At #OFC23, Coherent demonstrated an optical transceiver module operating at 200 Gbps per optical lane and co-packaged optical (CPO) multimode optical engine operating at 50 Gbps NRZ.
Some highlights
- 200G per lane OSFP optical transceiver - This live demonstration shows an OSFP form factor with 200G PAM4 per lane optical and 100G PAM4 per lane electrical interfaces, with an optical reach of up to 2 km. This transceiver is for use in the next generation of 25T and 50T Ethernet switches. It represents a natural evolution from transceivers with 100G optical lanes and is more power-efficient and cost-effective than previous generations. This technology is expected to form the core of the second generation of 800G transceivers and the first generation of 1.6T transceivers. They represent a natural evolution from transceivers with 100G optical lanes and are more power-efficient and cost-effective. Initial applications are anticipated in hyperscale datacenters, with enterprise applications to follow.
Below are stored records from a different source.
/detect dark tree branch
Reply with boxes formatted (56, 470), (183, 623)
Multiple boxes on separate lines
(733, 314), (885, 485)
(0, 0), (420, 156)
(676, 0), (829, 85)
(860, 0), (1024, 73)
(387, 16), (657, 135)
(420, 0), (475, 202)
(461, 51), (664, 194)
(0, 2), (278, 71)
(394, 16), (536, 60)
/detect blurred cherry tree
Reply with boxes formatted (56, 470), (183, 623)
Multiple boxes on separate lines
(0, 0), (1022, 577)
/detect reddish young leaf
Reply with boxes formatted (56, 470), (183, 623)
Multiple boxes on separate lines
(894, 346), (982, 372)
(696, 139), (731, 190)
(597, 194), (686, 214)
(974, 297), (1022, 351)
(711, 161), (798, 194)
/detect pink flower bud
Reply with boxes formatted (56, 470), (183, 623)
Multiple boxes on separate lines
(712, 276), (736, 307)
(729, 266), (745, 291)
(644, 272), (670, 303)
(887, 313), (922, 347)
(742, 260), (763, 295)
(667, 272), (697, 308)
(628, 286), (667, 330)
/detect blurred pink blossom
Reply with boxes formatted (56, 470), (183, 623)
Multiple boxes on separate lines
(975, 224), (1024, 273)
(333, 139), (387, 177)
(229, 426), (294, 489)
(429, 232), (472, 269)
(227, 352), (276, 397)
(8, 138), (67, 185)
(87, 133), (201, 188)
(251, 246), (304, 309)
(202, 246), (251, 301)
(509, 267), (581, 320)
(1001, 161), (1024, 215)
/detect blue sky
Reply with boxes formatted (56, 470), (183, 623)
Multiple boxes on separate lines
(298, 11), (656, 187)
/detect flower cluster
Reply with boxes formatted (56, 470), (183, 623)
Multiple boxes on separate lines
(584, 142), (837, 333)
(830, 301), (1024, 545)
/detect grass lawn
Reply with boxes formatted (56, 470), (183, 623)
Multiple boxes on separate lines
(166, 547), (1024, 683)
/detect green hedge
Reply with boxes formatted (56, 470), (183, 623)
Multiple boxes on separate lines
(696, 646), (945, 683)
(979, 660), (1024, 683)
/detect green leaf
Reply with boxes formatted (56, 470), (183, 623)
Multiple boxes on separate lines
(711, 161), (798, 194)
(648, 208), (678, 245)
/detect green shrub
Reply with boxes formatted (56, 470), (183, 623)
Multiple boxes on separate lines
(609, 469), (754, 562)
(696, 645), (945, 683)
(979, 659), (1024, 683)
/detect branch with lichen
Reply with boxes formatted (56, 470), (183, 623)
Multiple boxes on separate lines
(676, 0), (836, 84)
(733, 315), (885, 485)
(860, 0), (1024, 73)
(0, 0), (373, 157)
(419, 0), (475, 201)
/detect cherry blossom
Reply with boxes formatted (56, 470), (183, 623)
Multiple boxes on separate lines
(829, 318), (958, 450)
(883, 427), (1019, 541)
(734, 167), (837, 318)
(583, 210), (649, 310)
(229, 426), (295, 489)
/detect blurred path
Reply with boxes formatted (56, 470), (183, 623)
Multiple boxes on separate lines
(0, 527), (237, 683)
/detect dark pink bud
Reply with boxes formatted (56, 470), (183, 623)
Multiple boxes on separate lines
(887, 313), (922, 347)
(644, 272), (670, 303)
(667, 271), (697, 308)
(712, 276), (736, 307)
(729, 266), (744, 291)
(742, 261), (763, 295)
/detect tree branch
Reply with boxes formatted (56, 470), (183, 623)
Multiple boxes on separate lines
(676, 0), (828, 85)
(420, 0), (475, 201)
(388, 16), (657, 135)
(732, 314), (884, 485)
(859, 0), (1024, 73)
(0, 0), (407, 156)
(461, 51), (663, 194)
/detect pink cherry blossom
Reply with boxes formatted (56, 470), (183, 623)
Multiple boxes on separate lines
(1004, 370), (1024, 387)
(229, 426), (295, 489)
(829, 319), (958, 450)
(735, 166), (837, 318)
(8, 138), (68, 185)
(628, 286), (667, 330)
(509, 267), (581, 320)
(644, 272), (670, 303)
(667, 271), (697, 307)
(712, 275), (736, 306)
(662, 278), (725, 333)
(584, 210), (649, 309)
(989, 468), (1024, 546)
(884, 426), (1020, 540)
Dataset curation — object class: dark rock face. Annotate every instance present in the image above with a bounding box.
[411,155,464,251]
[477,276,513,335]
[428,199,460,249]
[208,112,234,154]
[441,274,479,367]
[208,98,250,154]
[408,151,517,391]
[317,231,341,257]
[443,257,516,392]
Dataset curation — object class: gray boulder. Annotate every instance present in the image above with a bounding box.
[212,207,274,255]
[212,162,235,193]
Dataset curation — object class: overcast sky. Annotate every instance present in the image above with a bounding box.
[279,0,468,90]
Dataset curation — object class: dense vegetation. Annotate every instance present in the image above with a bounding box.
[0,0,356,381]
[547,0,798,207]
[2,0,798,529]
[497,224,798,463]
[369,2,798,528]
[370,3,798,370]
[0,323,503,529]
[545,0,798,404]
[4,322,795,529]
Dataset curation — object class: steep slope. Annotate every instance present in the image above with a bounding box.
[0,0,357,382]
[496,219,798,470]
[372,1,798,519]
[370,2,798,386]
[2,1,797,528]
- Co-packaged 800G multimode optical engine - This live demonstration shows a module that features 16 channels of 50G NRZ transmitters and receivers in a 15 mm x 15 mm x 4 mm multimode CPO 800G VCSEL-based engine. The entire analog front end, including the driver, VCSEL, photodiode, and transimpedance amplifier, consumes less than 4 pJ/bit. Each VCSEL is paired with another unpowered device to enable 100% cold sparing for extremely high reliability. Such multimode CPO engines are intended for use in cost-, power-, and latency-sensitive applications such as artificial intelligence and machine learning computer clusters. Prototypes of this multimode CPO engine, which are jointly developed with IBM under the sponsorship of ARPA-E, are available for immediate evaluation.
“These demonstrations will showcase the state of the art in datacom transceiver technology as we approach the era of terabit transmission,” said Dr. Lee Xu, Executive Vice President, Datacom Transceivers. “Such advances are critical to sustain the accelerating growth of the cloud through power efficiencies and cost reductions at both the module and architecture level.”